Some on TC39 favor normative specification of early errors for the easily-decided cases. Others want runtime-only error checking all around and point out how even the easy cases (within straight-line code in the block's direct expression-statement children) testing that reaches the block will fail fast. The question remains: what if the block is not covered by tests?

Dave Herman brought up the let/var at top level equivalence implemented in SpiderMonkey, specifically in connection with <script> tags. Sketching in pseudo-HTML:

<script type=harmony>
  alert = 12;      // reassign built-in alert
</script>

<script type=harmony>
  let alert = 13;  // shadow built-in alert
  var quux = 14;   // this.quux = 14
  let quux = 15;   // alternative: in scope for later scripts?
</script>

<script>
  alert(quux);
</script>

Dave's point was not to commend the SpiderMonkey equating of let and var at top level, but to observe that if "let is the new var", then depending on how multiple successive script elements' contents are scoped, you may still need to use var in Harmony -- let won't be enough, if it binds only within the containing <script> element's scope.

Recall that Harmony removes the global (window in browsers) object from the scope chain, replacing it with a lexical environment with (generally) writable bindings.

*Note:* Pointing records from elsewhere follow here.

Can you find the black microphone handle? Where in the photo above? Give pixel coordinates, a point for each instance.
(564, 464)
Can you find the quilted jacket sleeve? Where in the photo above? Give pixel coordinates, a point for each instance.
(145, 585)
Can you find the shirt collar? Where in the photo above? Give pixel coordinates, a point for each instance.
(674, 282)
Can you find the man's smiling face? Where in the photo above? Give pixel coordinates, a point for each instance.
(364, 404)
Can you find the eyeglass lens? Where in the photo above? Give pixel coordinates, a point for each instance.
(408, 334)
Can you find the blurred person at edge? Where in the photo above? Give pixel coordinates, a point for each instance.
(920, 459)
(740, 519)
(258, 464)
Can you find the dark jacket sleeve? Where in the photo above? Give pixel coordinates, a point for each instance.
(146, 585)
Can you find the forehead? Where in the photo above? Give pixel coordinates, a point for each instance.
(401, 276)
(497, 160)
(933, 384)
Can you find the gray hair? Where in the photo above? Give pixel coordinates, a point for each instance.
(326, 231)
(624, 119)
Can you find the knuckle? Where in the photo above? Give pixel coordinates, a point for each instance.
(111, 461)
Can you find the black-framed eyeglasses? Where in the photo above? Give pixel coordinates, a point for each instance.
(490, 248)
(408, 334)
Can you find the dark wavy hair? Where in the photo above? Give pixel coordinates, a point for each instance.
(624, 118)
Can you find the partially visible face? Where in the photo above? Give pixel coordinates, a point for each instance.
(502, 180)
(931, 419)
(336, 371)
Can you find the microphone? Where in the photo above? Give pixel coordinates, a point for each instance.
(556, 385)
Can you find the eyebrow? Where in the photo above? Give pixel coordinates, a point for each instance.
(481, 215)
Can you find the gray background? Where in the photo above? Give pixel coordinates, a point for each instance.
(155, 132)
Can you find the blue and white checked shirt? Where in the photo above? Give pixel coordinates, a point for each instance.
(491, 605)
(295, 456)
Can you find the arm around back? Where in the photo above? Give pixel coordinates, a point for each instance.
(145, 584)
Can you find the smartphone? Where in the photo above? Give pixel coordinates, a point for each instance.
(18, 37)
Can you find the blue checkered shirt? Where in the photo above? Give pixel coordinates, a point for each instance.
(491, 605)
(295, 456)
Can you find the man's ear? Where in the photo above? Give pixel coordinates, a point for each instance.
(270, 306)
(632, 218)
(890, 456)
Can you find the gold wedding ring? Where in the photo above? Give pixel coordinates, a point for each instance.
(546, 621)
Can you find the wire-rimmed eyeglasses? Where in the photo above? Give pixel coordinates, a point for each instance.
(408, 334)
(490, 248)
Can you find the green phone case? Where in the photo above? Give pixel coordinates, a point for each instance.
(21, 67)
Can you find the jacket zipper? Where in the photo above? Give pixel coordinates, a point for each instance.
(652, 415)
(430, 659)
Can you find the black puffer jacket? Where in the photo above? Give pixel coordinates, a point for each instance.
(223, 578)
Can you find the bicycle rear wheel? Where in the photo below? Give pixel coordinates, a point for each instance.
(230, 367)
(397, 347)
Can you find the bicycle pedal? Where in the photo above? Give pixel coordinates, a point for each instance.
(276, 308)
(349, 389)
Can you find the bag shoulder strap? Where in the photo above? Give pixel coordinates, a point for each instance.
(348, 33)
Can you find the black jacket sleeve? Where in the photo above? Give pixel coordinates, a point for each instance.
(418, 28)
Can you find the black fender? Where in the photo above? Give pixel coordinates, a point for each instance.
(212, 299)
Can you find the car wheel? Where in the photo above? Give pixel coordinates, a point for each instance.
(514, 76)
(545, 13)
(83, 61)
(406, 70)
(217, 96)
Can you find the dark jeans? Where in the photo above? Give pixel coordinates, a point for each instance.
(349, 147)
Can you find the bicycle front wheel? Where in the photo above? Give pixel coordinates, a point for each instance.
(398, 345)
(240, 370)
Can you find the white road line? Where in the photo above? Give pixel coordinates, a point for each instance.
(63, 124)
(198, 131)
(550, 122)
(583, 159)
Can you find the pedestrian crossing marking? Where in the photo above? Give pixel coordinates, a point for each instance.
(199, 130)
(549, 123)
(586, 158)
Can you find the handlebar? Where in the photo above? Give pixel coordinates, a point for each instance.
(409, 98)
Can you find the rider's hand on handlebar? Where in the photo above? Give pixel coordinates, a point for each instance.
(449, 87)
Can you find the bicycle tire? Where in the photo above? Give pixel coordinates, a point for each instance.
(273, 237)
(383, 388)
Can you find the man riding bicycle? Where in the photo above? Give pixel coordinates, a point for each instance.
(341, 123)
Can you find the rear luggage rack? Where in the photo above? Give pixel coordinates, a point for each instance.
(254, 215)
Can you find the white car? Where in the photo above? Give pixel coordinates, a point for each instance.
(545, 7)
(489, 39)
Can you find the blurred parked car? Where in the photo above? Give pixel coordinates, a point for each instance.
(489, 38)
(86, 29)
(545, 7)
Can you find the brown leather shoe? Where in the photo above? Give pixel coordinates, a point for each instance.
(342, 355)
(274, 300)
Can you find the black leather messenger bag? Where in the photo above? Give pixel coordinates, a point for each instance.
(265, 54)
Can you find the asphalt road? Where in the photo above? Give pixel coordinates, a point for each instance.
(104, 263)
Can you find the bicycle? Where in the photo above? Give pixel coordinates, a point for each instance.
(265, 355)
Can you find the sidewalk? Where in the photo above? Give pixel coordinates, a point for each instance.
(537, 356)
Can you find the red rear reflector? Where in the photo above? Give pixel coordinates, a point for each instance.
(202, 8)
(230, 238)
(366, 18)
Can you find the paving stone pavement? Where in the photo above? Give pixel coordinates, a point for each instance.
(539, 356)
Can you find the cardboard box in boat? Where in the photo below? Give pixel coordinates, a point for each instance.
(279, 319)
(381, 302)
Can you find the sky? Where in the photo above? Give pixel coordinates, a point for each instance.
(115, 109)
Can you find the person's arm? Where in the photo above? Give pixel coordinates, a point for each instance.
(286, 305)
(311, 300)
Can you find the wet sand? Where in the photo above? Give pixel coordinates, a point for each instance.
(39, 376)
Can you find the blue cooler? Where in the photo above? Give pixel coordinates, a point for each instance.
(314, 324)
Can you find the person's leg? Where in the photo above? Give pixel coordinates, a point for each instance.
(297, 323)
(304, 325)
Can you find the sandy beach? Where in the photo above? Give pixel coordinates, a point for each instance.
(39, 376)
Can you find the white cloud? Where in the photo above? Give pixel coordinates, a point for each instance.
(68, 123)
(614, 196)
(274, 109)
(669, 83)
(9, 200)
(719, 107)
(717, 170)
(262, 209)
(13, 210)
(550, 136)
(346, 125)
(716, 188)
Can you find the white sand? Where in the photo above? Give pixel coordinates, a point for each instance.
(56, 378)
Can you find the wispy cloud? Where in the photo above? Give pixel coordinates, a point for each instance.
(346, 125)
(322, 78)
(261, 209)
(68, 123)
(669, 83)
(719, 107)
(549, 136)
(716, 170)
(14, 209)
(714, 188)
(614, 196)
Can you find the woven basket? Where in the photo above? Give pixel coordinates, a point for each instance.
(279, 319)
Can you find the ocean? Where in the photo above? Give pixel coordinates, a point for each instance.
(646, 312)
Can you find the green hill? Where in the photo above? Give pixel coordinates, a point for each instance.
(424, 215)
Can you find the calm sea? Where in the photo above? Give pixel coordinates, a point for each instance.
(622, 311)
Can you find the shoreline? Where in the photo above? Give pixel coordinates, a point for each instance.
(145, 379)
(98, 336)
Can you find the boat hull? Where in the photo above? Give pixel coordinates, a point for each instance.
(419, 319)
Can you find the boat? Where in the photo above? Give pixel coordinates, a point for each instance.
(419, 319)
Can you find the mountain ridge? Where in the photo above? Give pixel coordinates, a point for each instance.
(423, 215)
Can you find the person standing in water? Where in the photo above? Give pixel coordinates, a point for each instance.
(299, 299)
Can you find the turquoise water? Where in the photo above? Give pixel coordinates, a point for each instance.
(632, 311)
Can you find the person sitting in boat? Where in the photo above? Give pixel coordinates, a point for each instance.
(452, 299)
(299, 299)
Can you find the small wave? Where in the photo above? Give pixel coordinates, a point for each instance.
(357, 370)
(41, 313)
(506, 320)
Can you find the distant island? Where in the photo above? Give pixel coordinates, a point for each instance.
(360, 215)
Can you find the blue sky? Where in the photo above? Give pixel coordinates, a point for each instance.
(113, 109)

Each script starts with a fresh lexical environment, although it might be nested (see next paragraph).

For scripts that do not opt into Harmony, there's no issue. The global object is on the scope chain and it is used serially by successive script elements.

The question for Harmony scripts boils down to: should successive Harmony scripts nest lexical scopes in prior scripts' scopes, like matryoshka dolls? Or should each script opted into Harmony be its own module-like scope, in which case to propagate bindings to later scripts, one would have to

<script type=harmony>
  export let quux = 14; // available here and in later scripts
</script>

This remains an open question in TC39. Some liked the explicit 'export' requirement, the implicit module scope. Others objected that migrating code would expect the nested semantics, which was not inherently evil or unsafe.